(Dow Jones) Many parents want to control how quickly their children can draw down the retirement accounts they inherit-and are fixating on trusts as the answer. But setting up such a trust can be a complicated and risky process.
This area of estate planning "is a minefield," warns Jay Starkman, a certified public accountant in Atlanta. Recent rulings by the Internal Revenue Service and various courts have raised more questions than they have answered. Still, he understands why parents put up with the hassle.
"Every tax practitioner has seen parents leave a lot of money that took a lifetime to save, and then watched the children go through it in less than five years," Starkman says. Such profligacy can be especially galling when parents have paid taxes upfront to convert a traditional individual retirement account to a Roth IRA so their children's future withdrawals-and any future gains-are tax-free.
The big concern is adult children with spendthrift ways, contentious marriages or careers that leave them vulnerable to lawsuits. Bankruptcy and civil courts, which generally shield IRAs from creditors for their original account holders, have been divided over the treatment of such accounts when they are inherited.
Seymour Goldberg, a lawyer and CPA in Woodbury, N.Y., points to conflicting court rulings as another reason to use trusts.
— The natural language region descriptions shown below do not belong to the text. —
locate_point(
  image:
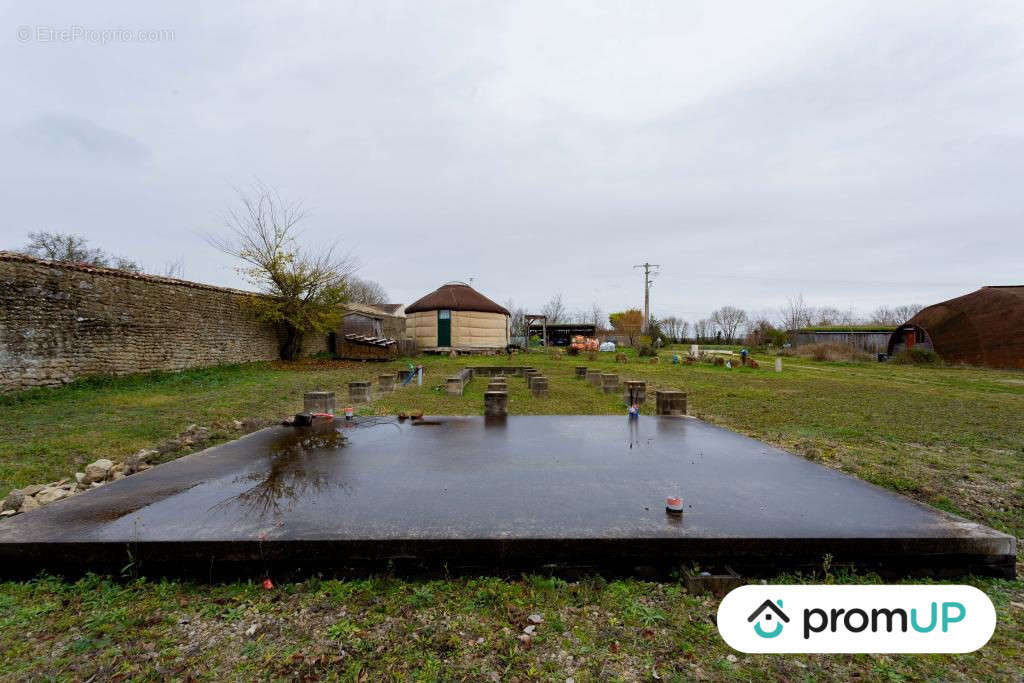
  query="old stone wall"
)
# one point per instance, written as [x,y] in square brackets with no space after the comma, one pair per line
[60,322]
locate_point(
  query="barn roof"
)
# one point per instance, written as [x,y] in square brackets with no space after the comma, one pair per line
[983,328]
[456,296]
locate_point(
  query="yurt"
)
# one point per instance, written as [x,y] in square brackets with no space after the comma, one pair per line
[983,328]
[457,316]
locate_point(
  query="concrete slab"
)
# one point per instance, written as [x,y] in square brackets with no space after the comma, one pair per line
[471,494]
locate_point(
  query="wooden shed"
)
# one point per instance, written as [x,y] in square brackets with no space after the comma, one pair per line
[457,316]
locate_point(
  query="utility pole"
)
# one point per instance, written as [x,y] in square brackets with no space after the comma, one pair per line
[646,291]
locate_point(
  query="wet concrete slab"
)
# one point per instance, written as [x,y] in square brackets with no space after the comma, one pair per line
[472,494]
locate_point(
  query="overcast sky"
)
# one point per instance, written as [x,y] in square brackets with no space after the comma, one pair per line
[861,154]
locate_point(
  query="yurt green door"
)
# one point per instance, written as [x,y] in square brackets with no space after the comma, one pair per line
[444,328]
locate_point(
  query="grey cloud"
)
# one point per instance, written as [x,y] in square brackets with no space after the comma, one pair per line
[67,136]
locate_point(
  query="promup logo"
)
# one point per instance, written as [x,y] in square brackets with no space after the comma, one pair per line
[856,619]
[763,614]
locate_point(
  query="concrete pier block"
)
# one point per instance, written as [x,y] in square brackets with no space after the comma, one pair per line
[358,392]
[670,402]
[496,403]
[318,401]
[609,382]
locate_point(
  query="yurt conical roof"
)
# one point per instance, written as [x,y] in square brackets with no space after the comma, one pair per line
[983,328]
[456,296]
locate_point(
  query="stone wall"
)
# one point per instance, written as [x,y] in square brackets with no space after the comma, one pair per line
[59,322]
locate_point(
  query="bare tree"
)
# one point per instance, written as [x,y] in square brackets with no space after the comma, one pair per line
[729,319]
[306,287]
[75,249]
[366,291]
[702,329]
[906,311]
[517,318]
[175,268]
[796,313]
[554,309]
[675,328]
[629,324]
[895,316]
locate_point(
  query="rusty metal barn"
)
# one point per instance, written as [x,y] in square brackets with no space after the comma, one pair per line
[983,328]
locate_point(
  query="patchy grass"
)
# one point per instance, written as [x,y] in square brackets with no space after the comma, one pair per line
[950,437]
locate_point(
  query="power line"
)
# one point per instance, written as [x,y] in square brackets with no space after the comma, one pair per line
[646,291]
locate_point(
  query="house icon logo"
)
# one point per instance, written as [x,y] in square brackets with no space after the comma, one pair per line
[767,613]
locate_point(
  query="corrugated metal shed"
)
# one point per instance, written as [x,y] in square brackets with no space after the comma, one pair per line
[872,341]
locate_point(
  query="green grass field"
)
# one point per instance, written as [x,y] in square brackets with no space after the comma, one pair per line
[950,437]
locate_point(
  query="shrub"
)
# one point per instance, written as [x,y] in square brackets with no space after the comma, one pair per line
[916,356]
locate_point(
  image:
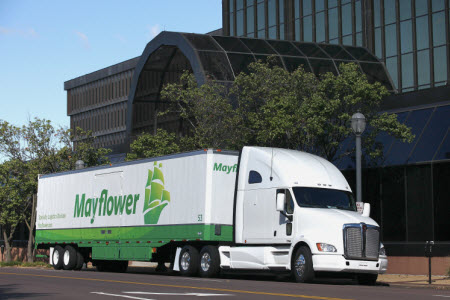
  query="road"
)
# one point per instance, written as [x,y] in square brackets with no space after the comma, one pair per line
[143,283]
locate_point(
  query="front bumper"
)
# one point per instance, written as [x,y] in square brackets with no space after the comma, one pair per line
[337,263]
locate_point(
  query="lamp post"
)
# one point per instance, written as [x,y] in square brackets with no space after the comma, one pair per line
[358,126]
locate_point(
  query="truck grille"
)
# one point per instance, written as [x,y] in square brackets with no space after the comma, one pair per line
[361,241]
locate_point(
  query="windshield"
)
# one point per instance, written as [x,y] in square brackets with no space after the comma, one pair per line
[324,198]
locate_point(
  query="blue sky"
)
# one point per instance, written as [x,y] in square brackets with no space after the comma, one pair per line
[44,43]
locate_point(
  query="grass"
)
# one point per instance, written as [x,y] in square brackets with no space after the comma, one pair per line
[25,264]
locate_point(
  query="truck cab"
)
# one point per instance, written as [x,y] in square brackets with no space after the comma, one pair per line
[295,211]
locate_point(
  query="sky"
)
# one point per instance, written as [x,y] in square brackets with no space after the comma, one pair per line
[45,43]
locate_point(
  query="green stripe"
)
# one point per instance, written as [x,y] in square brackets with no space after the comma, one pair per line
[133,234]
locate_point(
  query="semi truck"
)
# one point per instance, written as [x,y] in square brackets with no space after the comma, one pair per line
[210,210]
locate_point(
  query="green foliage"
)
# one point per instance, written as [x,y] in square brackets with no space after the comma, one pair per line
[269,106]
[162,143]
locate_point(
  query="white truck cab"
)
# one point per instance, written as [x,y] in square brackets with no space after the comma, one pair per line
[295,211]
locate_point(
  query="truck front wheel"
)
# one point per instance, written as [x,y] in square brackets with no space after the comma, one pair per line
[189,261]
[209,261]
[302,266]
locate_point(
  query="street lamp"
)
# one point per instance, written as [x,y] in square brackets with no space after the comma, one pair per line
[358,126]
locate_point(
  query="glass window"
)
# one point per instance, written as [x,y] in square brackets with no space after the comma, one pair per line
[272,10]
[293,63]
[285,48]
[437,5]
[376,13]
[324,198]
[393,204]
[322,66]
[215,65]
[261,16]
[240,23]
[297,30]
[423,67]
[378,51]
[307,7]
[320,5]
[421,7]
[441,190]
[407,71]
[391,40]
[358,14]
[310,50]
[320,27]
[389,11]
[258,46]
[346,19]
[405,9]
[439,29]
[240,62]
[406,36]
[419,203]
[400,151]
[307,29]
[239,4]
[333,23]
[332,3]
[433,135]
[250,20]
[273,32]
[440,64]
[422,32]
[254,177]
[231,44]
[391,65]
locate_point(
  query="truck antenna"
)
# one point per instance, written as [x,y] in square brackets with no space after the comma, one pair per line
[271,164]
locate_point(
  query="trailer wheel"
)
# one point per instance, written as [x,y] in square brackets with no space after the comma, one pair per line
[189,261]
[69,258]
[57,258]
[302,266]
[367,279]
[80,261]
[209,261]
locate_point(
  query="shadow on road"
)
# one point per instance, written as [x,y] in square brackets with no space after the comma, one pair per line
[12,291]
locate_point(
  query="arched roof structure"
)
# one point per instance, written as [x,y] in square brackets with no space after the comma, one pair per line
[221,58]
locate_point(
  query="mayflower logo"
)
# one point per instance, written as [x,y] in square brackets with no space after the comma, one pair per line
[156,197]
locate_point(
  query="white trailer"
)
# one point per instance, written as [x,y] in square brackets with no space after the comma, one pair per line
[260,209]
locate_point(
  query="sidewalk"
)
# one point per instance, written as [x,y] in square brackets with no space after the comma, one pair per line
[437,282]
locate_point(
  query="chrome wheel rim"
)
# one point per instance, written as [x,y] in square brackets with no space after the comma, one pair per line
[66,257]
[205,261]
[300,265]
[55,257]
[185,260]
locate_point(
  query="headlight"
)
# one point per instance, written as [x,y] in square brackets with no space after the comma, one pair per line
[322,247]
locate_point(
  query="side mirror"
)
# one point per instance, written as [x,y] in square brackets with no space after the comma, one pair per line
[366,210]
[281,199]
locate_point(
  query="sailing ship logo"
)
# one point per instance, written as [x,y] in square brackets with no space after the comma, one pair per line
[156,197]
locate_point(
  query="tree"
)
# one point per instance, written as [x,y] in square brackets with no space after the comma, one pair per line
[38,148]
[269,106]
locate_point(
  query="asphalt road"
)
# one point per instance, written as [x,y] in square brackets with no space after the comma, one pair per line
[143,283]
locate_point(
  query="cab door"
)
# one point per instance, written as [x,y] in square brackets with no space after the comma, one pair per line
[282,230]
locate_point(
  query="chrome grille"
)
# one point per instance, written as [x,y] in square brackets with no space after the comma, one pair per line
[354,242]
[361,241]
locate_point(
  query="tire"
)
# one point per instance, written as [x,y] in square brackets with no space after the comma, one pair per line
[69,258]
[367,279]
[189,261]
[57,258]
[209,264]
[80,261]
[302,266]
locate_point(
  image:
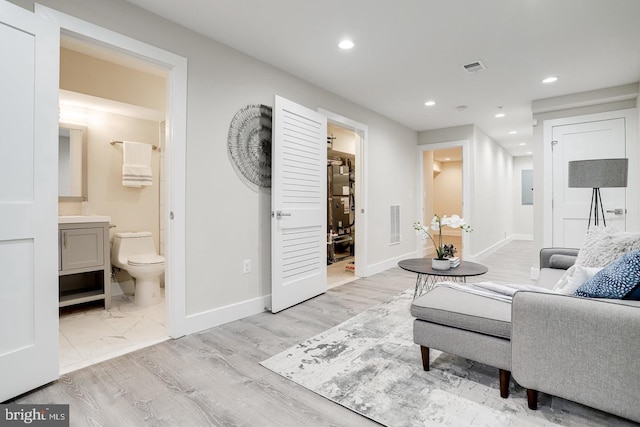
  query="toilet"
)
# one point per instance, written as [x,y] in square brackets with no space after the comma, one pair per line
[136,253]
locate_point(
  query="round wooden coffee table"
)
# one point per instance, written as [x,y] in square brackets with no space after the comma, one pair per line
[428,277]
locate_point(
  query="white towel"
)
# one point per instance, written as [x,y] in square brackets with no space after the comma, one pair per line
[136,164]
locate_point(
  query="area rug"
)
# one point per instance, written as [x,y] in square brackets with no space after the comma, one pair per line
[370,365]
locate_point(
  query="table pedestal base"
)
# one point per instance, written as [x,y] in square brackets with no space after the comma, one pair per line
[426,282]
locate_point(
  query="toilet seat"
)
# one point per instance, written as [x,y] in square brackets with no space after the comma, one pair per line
[145,259]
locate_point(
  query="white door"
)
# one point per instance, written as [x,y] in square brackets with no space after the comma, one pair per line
[298,204]
[603,139]
[28,201]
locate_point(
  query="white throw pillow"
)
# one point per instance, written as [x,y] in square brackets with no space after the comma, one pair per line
[603,245]
[574,277]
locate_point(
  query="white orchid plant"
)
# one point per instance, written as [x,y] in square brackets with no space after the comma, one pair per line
[454,221]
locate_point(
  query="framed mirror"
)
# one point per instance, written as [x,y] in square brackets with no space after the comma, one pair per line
[72,162]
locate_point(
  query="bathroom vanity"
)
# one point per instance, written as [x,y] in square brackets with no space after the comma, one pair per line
[84,262]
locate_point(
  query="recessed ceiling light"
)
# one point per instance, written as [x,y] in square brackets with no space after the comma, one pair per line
[346,44]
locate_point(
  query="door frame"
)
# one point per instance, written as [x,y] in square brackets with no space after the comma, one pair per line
[175,144]
[362,130]
[631,141]
[466,189]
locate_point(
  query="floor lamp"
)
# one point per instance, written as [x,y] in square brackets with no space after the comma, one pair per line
[597,174]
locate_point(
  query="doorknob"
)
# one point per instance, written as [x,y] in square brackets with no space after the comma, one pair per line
[618,211]
[280,214]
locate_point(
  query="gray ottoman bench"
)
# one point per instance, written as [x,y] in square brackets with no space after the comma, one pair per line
[466,325]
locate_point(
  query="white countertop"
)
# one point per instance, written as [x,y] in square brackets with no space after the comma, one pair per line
[75,219]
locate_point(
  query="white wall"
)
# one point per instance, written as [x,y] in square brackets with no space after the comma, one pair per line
[227,221]
[490,186]
[578,104]
[492,194]
[522,214]
[130,208]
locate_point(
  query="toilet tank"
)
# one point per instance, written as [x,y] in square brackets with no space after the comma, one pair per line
[131,243]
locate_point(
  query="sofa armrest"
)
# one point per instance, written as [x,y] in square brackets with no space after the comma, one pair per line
[547,253]
[579,349]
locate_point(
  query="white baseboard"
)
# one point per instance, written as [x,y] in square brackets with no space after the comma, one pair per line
[385,265]
[488,251]
[219,316]
[528,237]
[491,249]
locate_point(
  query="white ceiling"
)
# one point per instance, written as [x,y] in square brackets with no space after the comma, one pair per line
[409,51]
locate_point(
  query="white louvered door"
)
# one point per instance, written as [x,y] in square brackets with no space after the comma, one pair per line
[298,204]
[28,201]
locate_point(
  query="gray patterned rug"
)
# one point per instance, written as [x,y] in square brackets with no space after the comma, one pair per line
[370,365]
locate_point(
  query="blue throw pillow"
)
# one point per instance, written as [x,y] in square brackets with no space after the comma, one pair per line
[614,281]
[634,294]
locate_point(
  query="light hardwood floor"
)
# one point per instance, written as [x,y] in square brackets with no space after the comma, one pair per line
[213,377]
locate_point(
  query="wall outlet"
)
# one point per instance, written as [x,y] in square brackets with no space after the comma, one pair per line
[246,266]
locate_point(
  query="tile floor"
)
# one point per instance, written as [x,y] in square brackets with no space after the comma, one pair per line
[89,335]
[337,274]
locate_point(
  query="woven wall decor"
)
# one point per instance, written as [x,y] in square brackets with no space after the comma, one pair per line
[249,145]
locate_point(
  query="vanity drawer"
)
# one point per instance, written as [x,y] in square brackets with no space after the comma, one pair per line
[81,248]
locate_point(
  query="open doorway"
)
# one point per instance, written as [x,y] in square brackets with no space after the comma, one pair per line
[443,193]
[341,204]
[115,98]
[172,209]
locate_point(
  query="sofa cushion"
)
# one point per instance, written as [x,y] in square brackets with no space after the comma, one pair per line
[462,310]
[573,278]
[549,277]
[561,261]
[614,281]
[603,245]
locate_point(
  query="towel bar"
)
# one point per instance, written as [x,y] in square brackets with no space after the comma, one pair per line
[153,147]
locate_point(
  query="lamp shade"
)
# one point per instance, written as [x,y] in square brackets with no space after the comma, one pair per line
[599,173]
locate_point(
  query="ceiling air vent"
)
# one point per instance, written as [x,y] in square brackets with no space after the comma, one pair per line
[474,67]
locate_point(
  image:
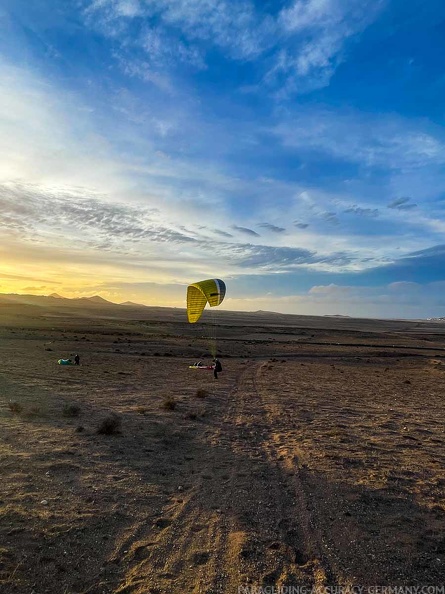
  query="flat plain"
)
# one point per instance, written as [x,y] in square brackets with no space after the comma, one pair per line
[317,458]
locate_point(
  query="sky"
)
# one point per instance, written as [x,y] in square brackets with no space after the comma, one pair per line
[293,148]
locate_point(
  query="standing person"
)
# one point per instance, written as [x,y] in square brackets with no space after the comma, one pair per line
[217,367]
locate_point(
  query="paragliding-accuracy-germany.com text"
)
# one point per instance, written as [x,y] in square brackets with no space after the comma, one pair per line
[426,589]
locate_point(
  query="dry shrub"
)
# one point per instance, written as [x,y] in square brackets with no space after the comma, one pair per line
[34,411]
[71,410]
[169,403]
[110,425]
[201,393]
[15,407]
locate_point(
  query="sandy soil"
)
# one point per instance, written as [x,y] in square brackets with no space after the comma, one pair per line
[316,458]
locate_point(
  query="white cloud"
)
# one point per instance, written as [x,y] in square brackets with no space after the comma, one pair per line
[372,141]
[301,46]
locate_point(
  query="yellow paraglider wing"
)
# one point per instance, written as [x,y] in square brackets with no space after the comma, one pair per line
[210,291]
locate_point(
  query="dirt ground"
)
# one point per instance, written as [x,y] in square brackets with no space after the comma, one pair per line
[316,459]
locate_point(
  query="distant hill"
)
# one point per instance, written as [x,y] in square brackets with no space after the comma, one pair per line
[96,299]
[132,304]
[54,299]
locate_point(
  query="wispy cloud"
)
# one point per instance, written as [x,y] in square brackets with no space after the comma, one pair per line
[402,204]
[362,212]
[245,230]
[270,227]
[304,41]
[390,143]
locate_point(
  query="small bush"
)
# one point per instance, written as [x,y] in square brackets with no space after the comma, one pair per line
[201,393]
[169,403]
[15,407]
[71,410]
[110,425]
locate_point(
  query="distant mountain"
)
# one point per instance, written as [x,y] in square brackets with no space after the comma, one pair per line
[54,299]
[132,304]
[96,299]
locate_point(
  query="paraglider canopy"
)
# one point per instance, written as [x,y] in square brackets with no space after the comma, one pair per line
[211,291]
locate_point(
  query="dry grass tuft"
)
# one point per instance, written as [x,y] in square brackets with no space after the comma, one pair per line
[71,410]
[201,393]
[15,407]
[110,425]
[169,403]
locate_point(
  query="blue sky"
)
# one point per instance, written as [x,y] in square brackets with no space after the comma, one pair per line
[294,148]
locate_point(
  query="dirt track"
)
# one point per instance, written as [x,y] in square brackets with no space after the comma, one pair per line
[301,470]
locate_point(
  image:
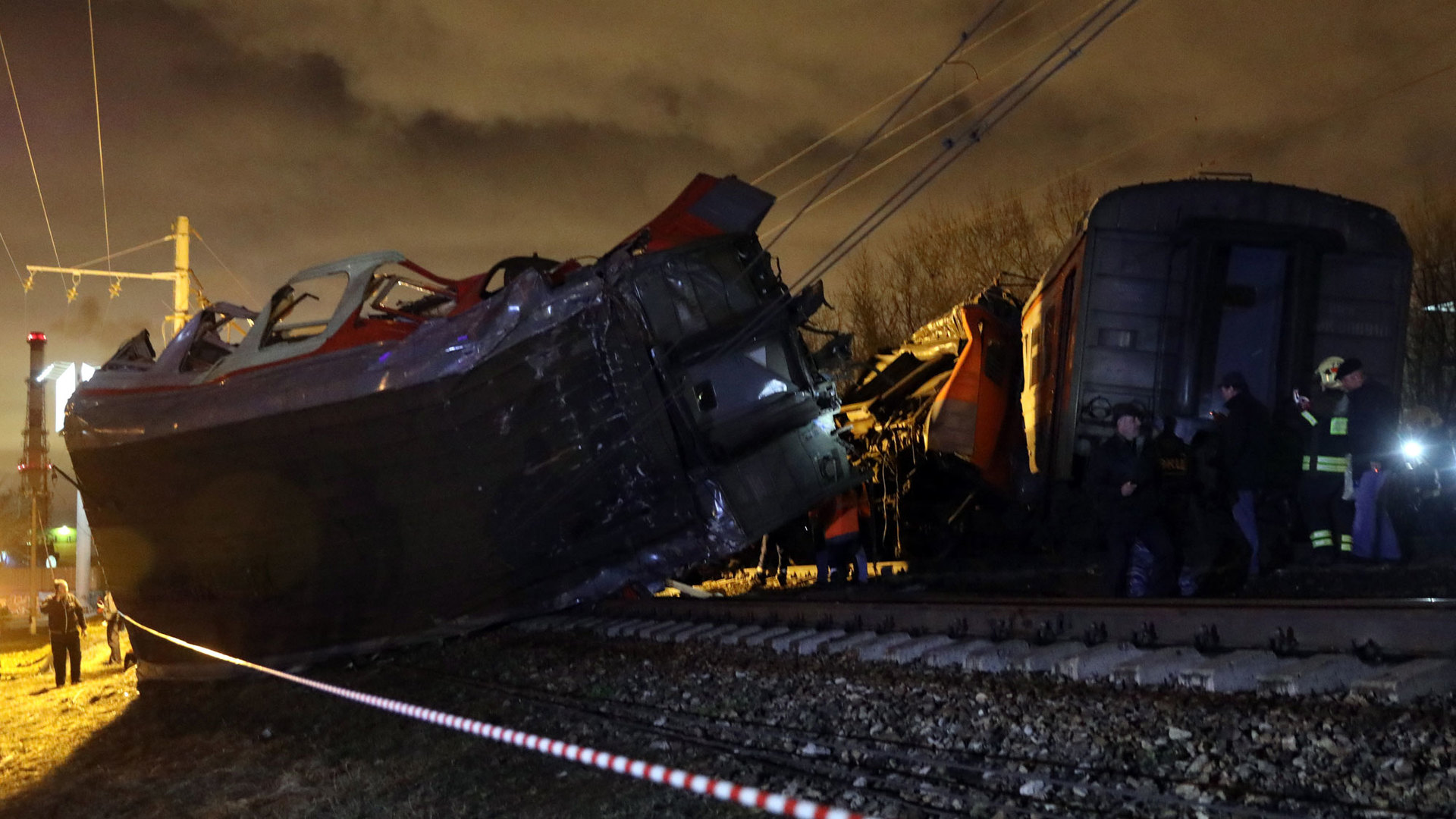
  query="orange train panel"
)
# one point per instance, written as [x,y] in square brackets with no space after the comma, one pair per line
[970,413]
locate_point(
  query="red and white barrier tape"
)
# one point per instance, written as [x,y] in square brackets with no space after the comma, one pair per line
[673,777]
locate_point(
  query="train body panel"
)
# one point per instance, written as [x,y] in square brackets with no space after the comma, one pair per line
[1172,283]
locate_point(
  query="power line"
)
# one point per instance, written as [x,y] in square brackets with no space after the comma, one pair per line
[886,123]
[5,55]
[1002,107]
[922,115]
[101,155]
[887,99]
[246,292]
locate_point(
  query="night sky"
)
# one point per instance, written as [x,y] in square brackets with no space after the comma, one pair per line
[457,131]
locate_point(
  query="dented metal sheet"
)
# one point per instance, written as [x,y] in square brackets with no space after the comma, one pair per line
[433,450]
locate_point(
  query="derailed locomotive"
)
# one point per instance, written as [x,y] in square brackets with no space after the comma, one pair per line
[388,453]
[1165,286]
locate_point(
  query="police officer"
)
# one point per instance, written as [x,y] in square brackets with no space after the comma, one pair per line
[1373,426]
[1125,482]
[1244,447]
[1323,420]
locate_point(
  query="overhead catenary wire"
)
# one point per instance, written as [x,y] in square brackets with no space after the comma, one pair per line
[929,110]
[218,260]
[15,95]
[25,292]
[101,153]
[952,149]
[890,118]
[889,98]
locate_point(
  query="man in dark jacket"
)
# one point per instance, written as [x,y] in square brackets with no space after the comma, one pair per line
[1123,480]
[1242,455]
[1373,425]
[67,624]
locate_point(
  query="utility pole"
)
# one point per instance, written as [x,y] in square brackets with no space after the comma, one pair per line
[36,468]
[180,276]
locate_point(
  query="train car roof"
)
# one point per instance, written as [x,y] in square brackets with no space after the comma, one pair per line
[1178,203]
[1181,205]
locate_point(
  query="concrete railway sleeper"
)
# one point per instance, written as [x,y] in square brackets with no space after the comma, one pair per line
[892,768]
[1139,659]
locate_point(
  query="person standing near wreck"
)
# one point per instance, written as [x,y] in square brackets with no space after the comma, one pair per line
[67,623]
[1123,479]
[842,542]
[1242,453]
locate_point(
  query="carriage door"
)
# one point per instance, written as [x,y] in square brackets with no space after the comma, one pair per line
[1250,327]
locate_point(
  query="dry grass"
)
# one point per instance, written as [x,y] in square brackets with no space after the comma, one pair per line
[46,725]
[267,748]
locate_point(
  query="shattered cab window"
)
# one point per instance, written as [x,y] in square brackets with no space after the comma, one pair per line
[398,293]
[303,311]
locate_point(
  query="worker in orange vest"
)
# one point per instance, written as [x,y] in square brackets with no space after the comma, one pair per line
[842,523]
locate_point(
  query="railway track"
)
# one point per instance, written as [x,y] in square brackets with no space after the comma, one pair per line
[929,761]
[918,779]
[1388,651]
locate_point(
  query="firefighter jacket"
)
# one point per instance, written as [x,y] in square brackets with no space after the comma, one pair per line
[1119,461]
[1373,426]
[1326,426]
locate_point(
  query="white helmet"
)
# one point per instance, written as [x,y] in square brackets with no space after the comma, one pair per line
[1329,372]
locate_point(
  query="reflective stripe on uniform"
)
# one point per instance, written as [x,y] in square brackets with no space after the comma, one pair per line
[1327,464]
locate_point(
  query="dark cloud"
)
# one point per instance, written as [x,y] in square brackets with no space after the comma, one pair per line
[293,131]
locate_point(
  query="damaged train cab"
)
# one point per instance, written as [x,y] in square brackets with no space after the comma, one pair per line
[386,452]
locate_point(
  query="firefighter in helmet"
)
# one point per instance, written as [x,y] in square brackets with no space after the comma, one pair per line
[1323,420]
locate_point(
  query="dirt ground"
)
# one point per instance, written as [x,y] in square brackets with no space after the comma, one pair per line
[46,725]
[255,746]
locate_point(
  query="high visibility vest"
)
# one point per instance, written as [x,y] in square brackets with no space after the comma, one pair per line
[1329,444]
[845,519]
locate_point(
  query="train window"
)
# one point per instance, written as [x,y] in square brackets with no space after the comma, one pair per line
[998,366]
[1112,337]
[1049,340]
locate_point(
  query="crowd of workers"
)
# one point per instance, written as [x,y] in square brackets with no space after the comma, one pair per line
[1159,497]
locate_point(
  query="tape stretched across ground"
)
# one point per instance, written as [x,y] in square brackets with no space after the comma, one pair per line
[673,777]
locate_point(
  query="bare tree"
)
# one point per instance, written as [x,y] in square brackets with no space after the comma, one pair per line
[944,257]
[1430,353]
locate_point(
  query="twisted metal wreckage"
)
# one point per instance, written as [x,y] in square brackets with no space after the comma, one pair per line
[388,453]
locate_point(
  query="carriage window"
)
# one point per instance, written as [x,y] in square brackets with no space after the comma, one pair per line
[303,311]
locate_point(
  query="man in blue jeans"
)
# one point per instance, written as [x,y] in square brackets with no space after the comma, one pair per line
[1242,452]
[1375,417]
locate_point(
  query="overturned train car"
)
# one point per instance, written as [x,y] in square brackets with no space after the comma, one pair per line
[1169,284]
[388,452]
[1165,287]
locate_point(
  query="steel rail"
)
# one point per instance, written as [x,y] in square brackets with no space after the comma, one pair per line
[1386,629]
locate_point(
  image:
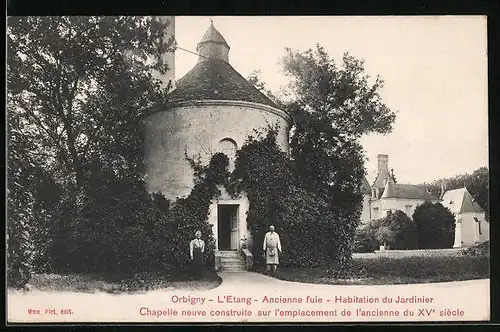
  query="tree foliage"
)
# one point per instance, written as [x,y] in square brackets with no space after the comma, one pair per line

In a Texas case, a bankruptcy judge ruled in March that federal law doesn't protect inherited IRAs as retirement accounts, because their owners can't use those accounts to save for retirement.
A Florida state court ruled last year that inherited IRAs aren't sheltered from creditors in civil lawsuits outside of bankruptcy court. But recent bankruptcy cases in Minnesota, Idaho and Pennsylvania resulted in judgments preserving inherited IRA assets.
The upshot: It could be years before the courts, or Congress, make it clear whether inherited IRAs are protected from creditors.
Annual distributions. As a result, some estate lawyers and accountants are advising parents to name an irrevocable trust as the IRA beneficiary-and to name their heirs as beneficiaries of the trust.
One downside with such a trust: You have to spread the required annual withdrawals across the life expectancy of the oldest heir, rather than using each heir's individual life expectancy. That means that your heirs could lose the opportunity for a longer period of tax-free growth. Given that, you might want to name a young trust beneficiary in order to spread those distributions over a longer time period, says Goldberg.
A second pitfall: The IRS seemed to indicate in a so-called private-letter ruling issued in March that the opportunities for trustees to tweak the language in such trusts is limited. In this case, a trustee wanted to clarify in the trust's wording who the designated beneficiary was supposed to be-after the original IRA owner had died. A state court order allowed the change-but the IRS said it wouldn't.